Mal werden die Männlein vom Sturm weggeblasen, mal von der Imperia ausgeschimpft, und am Schluss bringt sie sie sogar an die Instrumente. „Da sehe ich mich tatsächlich auch als Regisseurin“, sagt Smajic. „Wenn ich eine Geschichte lese, entsteht sofort Kino in meinem Kopf und ich habe Spaß daran, die Figuren über die Bühne von links oben nach rechts unten zu schicken.“

Wie sehr Smajic das Projekt am Herzen gelegen haben muss, kann man auch an dem Aufwand bemessen, den sie dafür betrieben hat: Die einzelnen Blätter sind als Radierung entstanden, einer Drucktechnik, für die Smajic die Zeichnungen erst spiegelverkehrt in eine Platte ritzen muss, um sie dann auf Papier drucken zu können. Die Drucke werden anschließend noch koloriert.

Außerdem hat Smajic Notenblätter verwendet, daraus Schnipsel ausgeschnitten, auf die Bilder geklebt und in die Zeichnungen integriert. Achtelnoten werden so zu Luftbläschen im Wasser, ein Violinschlüssel zum Kettenanhänger. Man kann das Ergebnis nur als kunstvoll bezeichnen.

Die Konzilskatze Susa

Eine Doppelseite im Buch sticht heraus. Hier hat die Konzilskatze Susa ihren Auftritt – und man ahnt bereits: Susa könnte auch eine Abkürzung für Susanne sein. Für Susanne Schlegel. „Es hieß“, so steht es im Buch, „sie sei die gute Seele des Konzils und wache über jedem Konzert.“

Die Episode, die für die eigentliche Geschichte nicht zwingend ist, geht zurück auf eine Begebenheit, die die Orchester-Bratscherin Margit Bonz weitergegeben hatte: Tatsächlich gab es mal eine Katze, die immer wieder im Konzil auftauchte und durch die Reihen der Musiker schlich. Im Buch reibt sie sich schnurrend am Bein der zweiten Geige – ebenfalls ein Hinweis auf Susanne Schlegel, die zu den zweiten Geigen gehörte.

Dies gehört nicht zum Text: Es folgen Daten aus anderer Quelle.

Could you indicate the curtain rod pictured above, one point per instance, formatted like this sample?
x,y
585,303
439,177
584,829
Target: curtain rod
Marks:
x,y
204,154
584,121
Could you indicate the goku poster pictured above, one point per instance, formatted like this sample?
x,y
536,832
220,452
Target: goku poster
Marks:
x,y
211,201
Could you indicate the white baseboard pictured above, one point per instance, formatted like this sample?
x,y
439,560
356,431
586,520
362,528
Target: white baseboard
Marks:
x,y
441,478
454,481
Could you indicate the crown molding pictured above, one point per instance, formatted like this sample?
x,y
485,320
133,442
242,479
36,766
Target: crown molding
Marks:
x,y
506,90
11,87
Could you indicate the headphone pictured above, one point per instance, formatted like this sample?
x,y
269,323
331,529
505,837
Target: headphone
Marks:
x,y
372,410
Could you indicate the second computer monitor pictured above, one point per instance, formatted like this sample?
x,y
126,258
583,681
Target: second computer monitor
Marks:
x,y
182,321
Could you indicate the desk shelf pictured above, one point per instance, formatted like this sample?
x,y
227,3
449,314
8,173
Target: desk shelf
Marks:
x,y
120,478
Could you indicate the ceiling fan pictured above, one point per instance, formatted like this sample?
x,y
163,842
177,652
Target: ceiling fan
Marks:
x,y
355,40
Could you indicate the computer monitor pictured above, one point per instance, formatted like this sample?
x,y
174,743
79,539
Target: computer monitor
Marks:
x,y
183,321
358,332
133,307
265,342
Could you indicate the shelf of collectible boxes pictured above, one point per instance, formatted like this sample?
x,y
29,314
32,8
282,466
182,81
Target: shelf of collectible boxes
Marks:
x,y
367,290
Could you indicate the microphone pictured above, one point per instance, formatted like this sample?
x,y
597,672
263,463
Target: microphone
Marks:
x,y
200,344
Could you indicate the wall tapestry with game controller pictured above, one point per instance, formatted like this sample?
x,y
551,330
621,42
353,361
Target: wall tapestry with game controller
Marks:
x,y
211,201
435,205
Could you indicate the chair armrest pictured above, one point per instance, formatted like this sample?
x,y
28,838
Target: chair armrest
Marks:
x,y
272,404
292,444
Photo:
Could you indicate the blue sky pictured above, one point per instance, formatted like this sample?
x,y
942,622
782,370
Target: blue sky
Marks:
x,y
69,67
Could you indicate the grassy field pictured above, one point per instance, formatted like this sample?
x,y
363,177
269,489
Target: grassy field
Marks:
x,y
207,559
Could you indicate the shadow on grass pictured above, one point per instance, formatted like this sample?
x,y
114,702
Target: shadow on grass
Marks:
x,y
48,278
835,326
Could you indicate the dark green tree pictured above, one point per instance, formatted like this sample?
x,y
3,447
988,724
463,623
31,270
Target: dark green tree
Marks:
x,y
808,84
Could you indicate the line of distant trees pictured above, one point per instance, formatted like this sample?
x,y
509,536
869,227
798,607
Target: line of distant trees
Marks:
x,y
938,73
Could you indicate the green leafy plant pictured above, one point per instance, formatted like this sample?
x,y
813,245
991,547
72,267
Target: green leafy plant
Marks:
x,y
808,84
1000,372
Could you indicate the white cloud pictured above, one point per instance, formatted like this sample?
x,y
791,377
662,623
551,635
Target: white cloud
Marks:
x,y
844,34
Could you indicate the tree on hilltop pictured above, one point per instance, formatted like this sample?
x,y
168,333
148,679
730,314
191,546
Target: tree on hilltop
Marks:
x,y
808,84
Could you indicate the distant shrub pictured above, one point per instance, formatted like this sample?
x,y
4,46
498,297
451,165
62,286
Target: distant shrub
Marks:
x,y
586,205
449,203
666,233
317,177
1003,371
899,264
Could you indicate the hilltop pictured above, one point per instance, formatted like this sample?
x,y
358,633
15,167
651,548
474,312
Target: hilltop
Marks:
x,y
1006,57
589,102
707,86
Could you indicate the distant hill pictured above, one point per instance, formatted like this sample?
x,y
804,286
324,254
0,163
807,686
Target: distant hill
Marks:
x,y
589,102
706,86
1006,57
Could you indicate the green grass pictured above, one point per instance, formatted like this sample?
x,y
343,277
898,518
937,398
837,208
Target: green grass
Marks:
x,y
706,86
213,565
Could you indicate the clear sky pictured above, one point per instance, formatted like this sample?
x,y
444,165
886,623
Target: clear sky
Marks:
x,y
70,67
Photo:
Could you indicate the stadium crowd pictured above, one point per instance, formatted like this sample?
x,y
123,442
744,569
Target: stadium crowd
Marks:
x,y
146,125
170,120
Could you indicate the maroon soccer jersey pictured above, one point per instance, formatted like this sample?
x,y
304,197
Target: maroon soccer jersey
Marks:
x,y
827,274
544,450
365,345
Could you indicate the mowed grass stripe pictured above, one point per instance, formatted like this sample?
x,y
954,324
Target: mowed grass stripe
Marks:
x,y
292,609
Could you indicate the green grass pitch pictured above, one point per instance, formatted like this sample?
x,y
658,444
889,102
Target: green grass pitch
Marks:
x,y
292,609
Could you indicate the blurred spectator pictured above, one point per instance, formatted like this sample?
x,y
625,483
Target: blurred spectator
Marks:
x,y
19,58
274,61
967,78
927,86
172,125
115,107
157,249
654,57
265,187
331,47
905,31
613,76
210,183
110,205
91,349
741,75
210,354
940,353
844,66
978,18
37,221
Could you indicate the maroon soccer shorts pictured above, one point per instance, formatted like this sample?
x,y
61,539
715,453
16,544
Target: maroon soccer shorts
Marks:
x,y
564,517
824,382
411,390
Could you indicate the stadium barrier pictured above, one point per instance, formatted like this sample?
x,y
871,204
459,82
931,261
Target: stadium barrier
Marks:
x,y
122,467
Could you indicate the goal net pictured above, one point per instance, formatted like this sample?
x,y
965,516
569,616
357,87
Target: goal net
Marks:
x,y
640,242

Natürlich lässt sie die Mäusekinder, die sich zunächst vor Susa fürchten, unbehelligt. Aus Liebe zur Musik werden Katzen und Mäuse Freunde. Susanne Schlegel-Creutzburg hätte das gewiss gefallen.

„Philipp & Philine. Die philharmonischen Mäuse“, herausgegeben von der Bodensee Philharmonie, ist für 22 Euro in vielen Buchhandlungen von Konstanz erhältlich sowie direkt bei der Bodensee Philharmonie.